Election 2020 John Hickenlooper

Democratic presidential candidate former Colorado Gov. John Hickenlooper speaks at the Presidential Gun Sense Forum, Saturday, Aug. 10, 2019, in Des Moines, Iowa. (AP Photo/Charlie Neibergall)

Miller Hudson

Miller Hudson

The Biblical tale of the prodigal son highlights sibling resentments following the wanderer’s reappearance. Colorado Democrats will soon face their own rocking of emotional boats amidst family waters. While there is no paternal scion clutching a coat of many colors for John Hickenlooper’s prospective U. S. Senate campaign, the desire of the party’s faithful to dispatch Cory Gardner to the joys of private life on the Eastern Plains dominates internal political conversations.

Alas, a dozen candidates are already vying for this opportunity to expedite the senator’s early retirement. Only the most recent entrant to the race, state Sen. Angela Williams of Denver, has spoken disparagingly of our former governor’s potential candidacy, endorsing his repeated self-assessment that he isn’t really cut out for legislative office.

The leading Democratic fundraiser to date, former Denver state Sen. Mike Johnston, evidenced his knack for never missing an opportunity to miss an opportunity by effulgently praising Hickenlooper’s service to Colorado voters. Yet, as prime sponsor of the gun control measures approved by the legislature following the Aurora theater shooting, he was best positioned to point out that the governor’s chest thumping embrace of reasonable gun controls during his recently concluded presidential campaign failed to match his words at the time. When Colorado’s sheriffs filed a lawsuit, since dismissed by the courts, to overturn Johnston’s gun-control measures, Hickenlooper apologized to them for “poor staffing” in his office that persuaded him to sign these bills once they reached his desk. Colorado gun control advocates have not forgotten this lapse in commitment.

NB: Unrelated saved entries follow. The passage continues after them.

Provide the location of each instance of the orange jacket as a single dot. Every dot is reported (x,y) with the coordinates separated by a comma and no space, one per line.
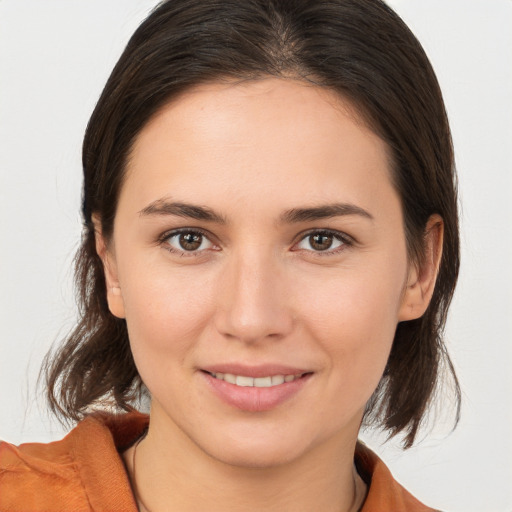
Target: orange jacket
(84,472)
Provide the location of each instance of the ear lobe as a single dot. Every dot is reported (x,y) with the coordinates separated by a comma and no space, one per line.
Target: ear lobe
(422,277)
(114,296)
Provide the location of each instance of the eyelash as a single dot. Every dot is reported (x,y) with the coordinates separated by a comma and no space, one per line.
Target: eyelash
(345,240)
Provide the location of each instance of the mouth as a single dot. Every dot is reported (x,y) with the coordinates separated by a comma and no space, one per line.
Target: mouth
(262,391)
(257,382)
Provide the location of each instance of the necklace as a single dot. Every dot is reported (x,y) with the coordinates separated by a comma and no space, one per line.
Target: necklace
(141,507)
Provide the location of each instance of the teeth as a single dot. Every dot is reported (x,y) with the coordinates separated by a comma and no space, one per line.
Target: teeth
(258,382)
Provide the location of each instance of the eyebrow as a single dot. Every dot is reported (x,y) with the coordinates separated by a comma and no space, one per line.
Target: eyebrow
(323,212)
(293,216)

There is also reason to suspect the 61% support for his senate candidacy reported in a recent poll of active Democrats represents a ceiling, rather than a floor, to his support. Unfortunately, politics often proves a cruel and unforgiving business. With no provision in Colorado law for a runoff, Hickenlooper is virtually guaranteed nomination should he jump into the Senate race. His dozen opponents can probably trim his current support by a third, yet 40% will assure a plurality victory if the remaining 60% of primary votes are distributed among 10 or more rivals.

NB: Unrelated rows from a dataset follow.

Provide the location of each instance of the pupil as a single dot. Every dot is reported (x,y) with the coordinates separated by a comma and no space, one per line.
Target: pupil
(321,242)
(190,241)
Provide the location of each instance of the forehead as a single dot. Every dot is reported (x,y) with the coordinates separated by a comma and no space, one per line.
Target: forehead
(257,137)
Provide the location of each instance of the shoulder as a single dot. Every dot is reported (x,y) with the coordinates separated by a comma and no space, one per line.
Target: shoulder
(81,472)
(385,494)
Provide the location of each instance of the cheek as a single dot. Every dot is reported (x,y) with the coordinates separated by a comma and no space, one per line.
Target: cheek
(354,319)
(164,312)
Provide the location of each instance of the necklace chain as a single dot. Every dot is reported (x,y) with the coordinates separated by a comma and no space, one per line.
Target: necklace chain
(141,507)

It may even be questionable whether Hickenlooper’s centrist message is attuned to increasingly liberal sentiments embraced by Colorado Democrats. Just as Democrats attest they want a presidential candidate who can and will defeat Donald Trump in 2020, above all other considerations, Colorado Democrats share a similar intensity regarding the state’s impending Senate election. As long as John Hickenlooper appears the strongest general election opponent against Cory Gardner, most partisans will gravitate to his campaign.

Perhaps the biggest loser in this turn of events is former House Speaker Andrew Romanoff. While some candidates are blessed with good fortune, John Hickenlooper certainly among them, others seem to step off the curb just as the bus whistles past. Following several electoral bruisings, Romanoff seems more mature, more thoughtful and more attuned to voter concerns than ever before. His newfound wisdom may prove for naught.

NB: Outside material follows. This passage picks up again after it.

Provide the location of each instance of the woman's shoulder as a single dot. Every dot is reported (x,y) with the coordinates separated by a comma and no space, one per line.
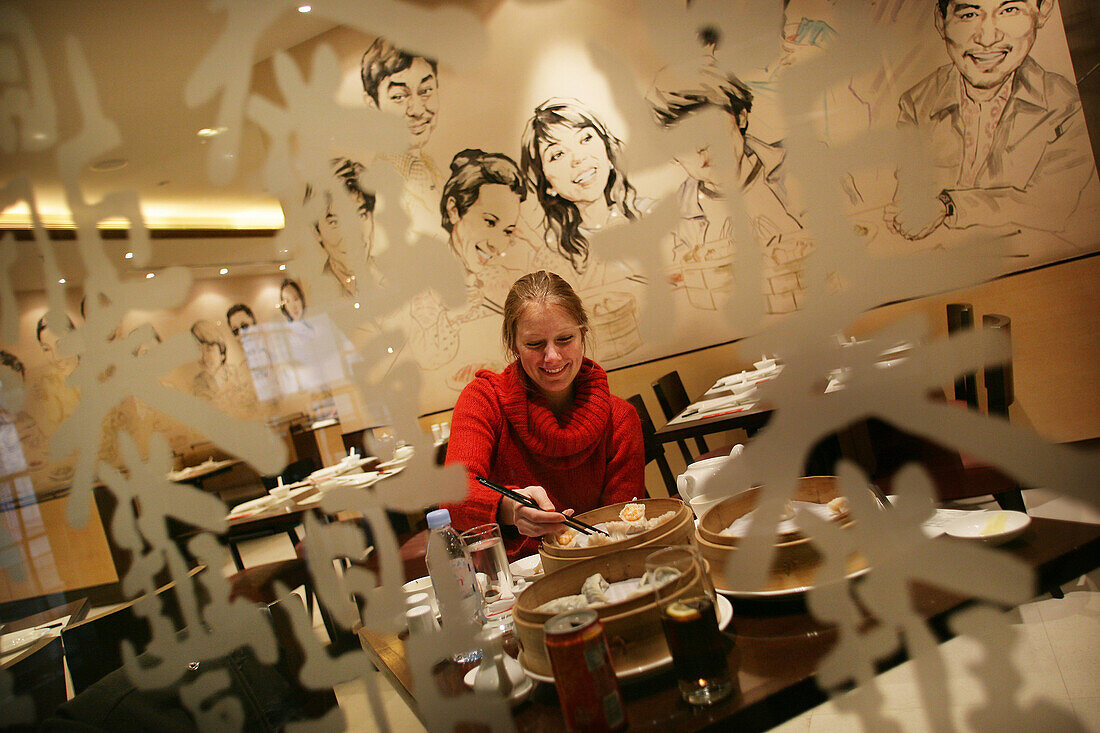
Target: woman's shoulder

It’s unlikely the Democratic field will clear for Hickenlooper the way it did for Ken Salazar’s Senate candidacy in 2004, but it will, nonetheless, thin out rapidly. Money will grow harder to raise. Doors will close. Invitations will fail to arrive. That’s politics. And, yes, it’s also unfair. But, as Jimmy Carter frequently observed, “Life isn’t fair.” There may be some small consolation in the fact that Hick will turn 70 during his first year in the Senate. A second term could prove tricky when Millennials tire of waiting for generational change.

Last winter I speculated the Hickenlooper presidential show would run no more than 120 days. Almost exactly four months later many of its campaign staff quit, urging the candidate to return to Colorado and run for Gardner’s Senate seat. While the campaign lingered for another six weeks, occasionally twitching like a rattlesnake after its head is cut off, it was apparent Hick simply wasn’t prepared for the national stage. Like a lot of triple-AAA ballplayers, he wasn’t ready for the “Bigs.” Nothing to be embarrassed in that. Not to have tried would have been an even more embarrassing failure of nerve. Coupled with my prediction of futility I wrote, “Fortunately, this will preserve more than enough time for Hick to switch gears and return home to jump into Colorado’s 2020 U. S. Senate contest.”

Returning from Iowa he will not encounter a “Gate of No Return” across I-76 at the Nebraska border. Welcome home, John!